1a. Mitochondrial function metabolomics. Approach: We will use state-of-the-art, targeted metabolomic analyses to measure concentrations of ~300 plasma metabolites (e.g., amino acids, acylcarnitines, organic acids) at baseline and follow-up for all Clinical Project participants. We hypothesize that changes in these CVD risk-associated metabolites reflecting improved mitochondrial functioning will be observed in the reduced sitting time intervention group but not observed in the control group.
1b.

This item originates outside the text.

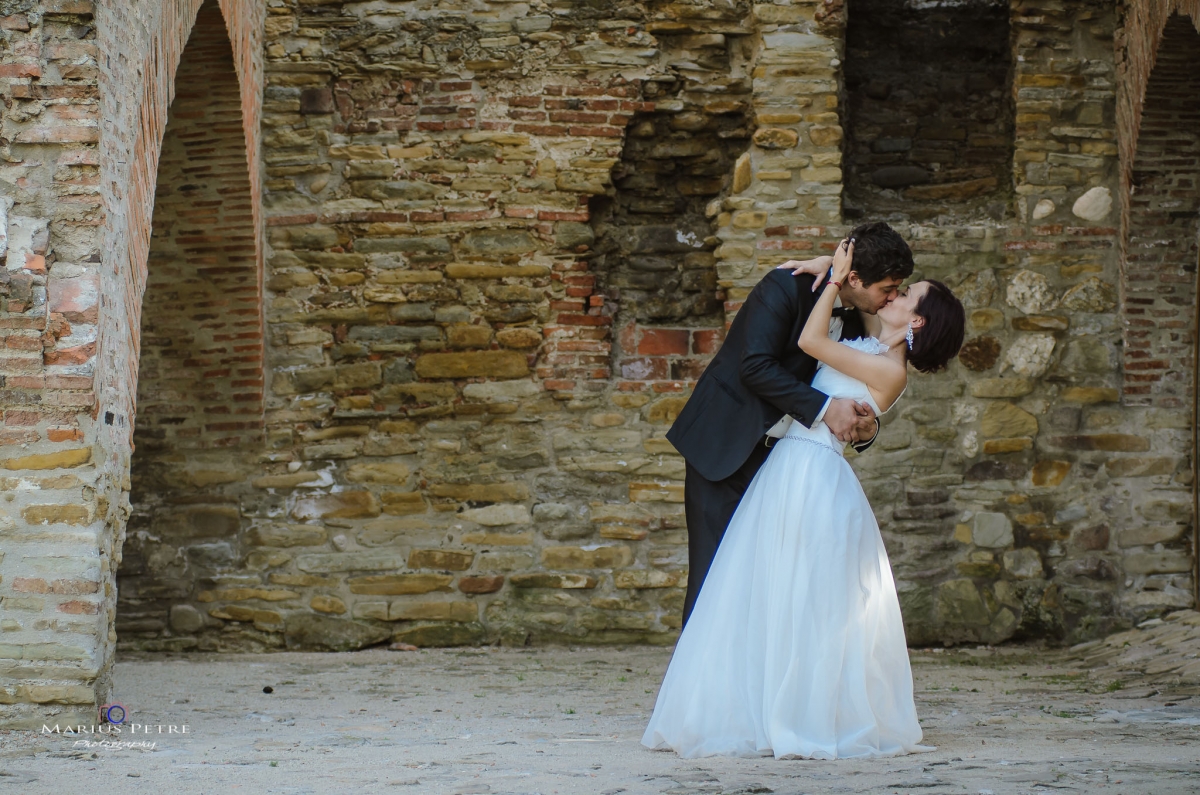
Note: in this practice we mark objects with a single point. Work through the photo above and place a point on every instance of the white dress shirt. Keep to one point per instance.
(779, 429)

Epigenetic DNA methylation profiling. Approach: We will conduct targeted DNA methylation profiling of peripheral blood monocytes (PBMC) and determine Apparent Methylomic Aging Rate (AMAR) at baseline and follow-up for all Clinical Project participants. We hypothesize that AMAR will be diminished in the reduced sitting time intervention group and unchanged in the control group.
1c. Epigenetic miRNA expression profiling and identification of candidate cell-cell communication transducers (Sub-study). Approach: We will characterize baseline and follow-up miRNA profiles in plasma and PBMC isolated from 50 control group participants and 50 “best behavioral responder” intervention group participants from the Clinical Project. We will identify SB-associated miRNAs that are specifically altered in the reduced sitting time intervention group and not the control group. We will select and conduct in vitro cell-based, mechanistic studies on 2-4 miRNA candidate transducers of sitting time.  We hypothesize that specific miRNAs will be altered after 3 months in the “best responder” intervention group but unchanged in the control group and that these miRNAs can transduce effects on cellular functioning that are related to CVD risk.

2. Standard biomarkers

2a. Vascular environment and endothelial function. Approach: We will measure plasma biomarkers of systemic inflammation (C-reactive protein (CRP)), endothelial cell adhesiveness and activation (vascular adhesion molecule 1 (sVCAM-1), intercellular adhesion molecule 1 (sICAM-1), P- and E-selectins), oxidative stress (F2-isoprostane), and coagulation (fibrinogen) at baseline and follow-up for all Clinical Project participants. We hypothesize that these biomarkers will be diminished in the reduced sitting time intervention group and unchanged in the control group.
2b. Glucose regulation and lipid metabolism. Approach: We will measure fasting plasma insulin, glucose, and lipid panel components and hemoglobin A1c (HbA1c) at baseline and follow-up for all Clinical Project participants. We hypothesize that glucose regulation and lipid metabolism will be improved in the reduced sitting time intervention group and unchanged in the control group.

Summary: The Basic Science Project will concurrently assess novel and standard candidate biomarkers of CVD risk that can shed light on basic, biological mechanisms not evaluated previously in SB research and in a high-risk Latina population that has not been the specific target of any SB intervention study. The Basic Science Project is highly integrated with the Clinical Project. The Basic Science Project team will also contribute to statistical biomarker data analyses conducted by the Shared Resource Core that will integrate behavioral outcomes from both the Clinical and Population Projects. Findings from the Basic Science Project will further our understanding of the effects and effectors of SB on women’s cardiovascular health and inform future studies.